Even though Tempesta follows closely his photographs, there are always small deviations that occur during the process. Clayboard, because of its hard surface, allows his washes to flow around in a loose, somewhat uncontrolled manner that makes for unpredictability. He rarely projects the image onto the surface he has chosen, preferring to use freehand techniques, which can create unexpected textures and magic. Tempesta is all about capturing the spirit of the image.
Pollinator #2, charcoal on board, is certainly magical. The tiny bee, now large, energetically hovers above a flower. Its head is burrowing in to extract the pollen and you can feel its earnest endeavor. Old Birch on Elmore Mountain shows an ancient white birch reaching upwards, sky bound and noble. It is painted with casein, a milk based paint; a versatile medium. The paint is water-soluble but becomes insoluble with time and exposure, a challenge to work with.

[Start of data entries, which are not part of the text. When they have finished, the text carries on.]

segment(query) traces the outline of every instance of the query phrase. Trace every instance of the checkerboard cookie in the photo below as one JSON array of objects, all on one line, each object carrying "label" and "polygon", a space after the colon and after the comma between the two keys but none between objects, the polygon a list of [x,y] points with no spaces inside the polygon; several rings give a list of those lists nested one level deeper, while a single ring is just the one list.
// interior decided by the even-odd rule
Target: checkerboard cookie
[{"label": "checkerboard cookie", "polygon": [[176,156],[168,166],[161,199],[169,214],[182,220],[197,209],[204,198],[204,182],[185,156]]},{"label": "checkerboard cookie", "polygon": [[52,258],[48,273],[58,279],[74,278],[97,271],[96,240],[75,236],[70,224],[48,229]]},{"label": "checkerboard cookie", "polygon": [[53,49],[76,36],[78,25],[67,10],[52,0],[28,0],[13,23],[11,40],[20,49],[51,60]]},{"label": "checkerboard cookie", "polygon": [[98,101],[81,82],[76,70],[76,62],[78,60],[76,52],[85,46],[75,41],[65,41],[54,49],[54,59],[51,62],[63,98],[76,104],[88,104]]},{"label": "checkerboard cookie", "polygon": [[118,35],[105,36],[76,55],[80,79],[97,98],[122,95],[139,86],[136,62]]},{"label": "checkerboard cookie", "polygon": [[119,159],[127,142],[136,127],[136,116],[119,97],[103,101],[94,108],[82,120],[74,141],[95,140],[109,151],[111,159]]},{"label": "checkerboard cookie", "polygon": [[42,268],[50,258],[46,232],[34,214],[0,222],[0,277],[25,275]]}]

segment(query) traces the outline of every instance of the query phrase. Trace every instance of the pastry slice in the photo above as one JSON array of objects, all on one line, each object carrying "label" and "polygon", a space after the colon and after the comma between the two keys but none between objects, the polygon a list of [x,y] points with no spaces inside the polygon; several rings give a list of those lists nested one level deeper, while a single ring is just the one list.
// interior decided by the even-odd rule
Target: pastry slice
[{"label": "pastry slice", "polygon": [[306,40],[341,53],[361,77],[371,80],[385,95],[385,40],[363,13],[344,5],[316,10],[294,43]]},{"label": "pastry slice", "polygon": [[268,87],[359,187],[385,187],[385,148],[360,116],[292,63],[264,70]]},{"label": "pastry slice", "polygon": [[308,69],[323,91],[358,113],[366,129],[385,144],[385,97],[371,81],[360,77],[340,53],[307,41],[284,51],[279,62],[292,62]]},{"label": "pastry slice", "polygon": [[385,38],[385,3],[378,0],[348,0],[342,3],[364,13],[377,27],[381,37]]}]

Tempesta has been influenced and inspired by Robert Longo’s black and white paintings. He also said that Andrew Wyeth has been a great influence with “his obsessive use of detail and the inspiring quest for truth in his realist paintings.” This is the crux of Gabriel Tempesta’s work − his quest for truth. How could he know the mind of a bumblebee? Yet when you look at his bee paintings, you can feel the bee’s intent, its single-minded focus, its tenacity and power. Even the painting of Tempesta’s cat, Hunter in the Field, shows the intensity of a cat’s focus on the hunt. “I took a picture of her in a field three years ago. It was such a great composition, with a subtle blurry photographic effect I really wanted to capture. It took me a few years of looking at the photo before I finally decided to paint it,” Tempesta said.
Every work in this new show at West Branch, has a distinct personality. Trees, animals, bees, a valley, a pond; his paintings capture the wildness of nature. Each piece takes a long time to produce, just as evolution in nature takes a long time. Extinction can be rapid. Tempesta gives us the opportunity to hold close the natural world. He holds his images deeply, hopefully for a long time.